Shopify shares plunge after report questions operations
VANCOUVER — Shopify Inc. shares plunged more than 11 per cent Wednesday after a short-seller report alleged the e-commerce platform is overvalued and operates outside the law.
“This is not an $11-billion company,” said Andrew Left, managing editor at stock commentary website Citron Research, in a video in which he says Shopify’s business model does not comply with guidelines set by the U.S. Federal Trade Commission.
The company “has mastered the good ol’ get-rich-quick scheme,” he said, comparing its practices to those of Herbalife, which recently settled with the FTC for $200 million US and made structural changes after claiming members could “quit their job” upon joining the company.
Left, an activist short-seller whose previous Citron Research reports moved the direction of shares for the likes of Valeant and BlackBerry, said the stock should be closer to $60 US, prior to any potential involvement by the FTC.
He questions how many of the 500,000 businesses Shopify says it powers are legitimate.
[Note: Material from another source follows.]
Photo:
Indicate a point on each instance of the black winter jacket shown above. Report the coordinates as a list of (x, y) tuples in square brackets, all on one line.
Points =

He alleges Shopify’s partners recruit merchants by wooing them with promises of selfemployment and million-dollar incomes. Left points to content on Shopify’s website and social media, such as a statement that 2,700 people become millionaires daily and a sample resignation letter.
Shopify spokeswoman Sheryl So said in an email that the company “does not have a comment on Citron Research.”
The FTC’s acting director of public affairs, Peter Kaplan, said in an email that the commission’s policy is not to comment on specific companies and/or allegations.
Shopify’s stock fell $16.75 or 11.5 per cent, to $128.95 on the Toronto Stock Exchange, and $13.51 US, or 11.57 per cent, to $103.30 US on the New York Stock Exchange.
Other analysts had previously questioned the company’s high valuation.
It first went public on both Bay and Wall Streets in a dual initial public offering in May 2015, when it raised a larger-than-expected $131 million US.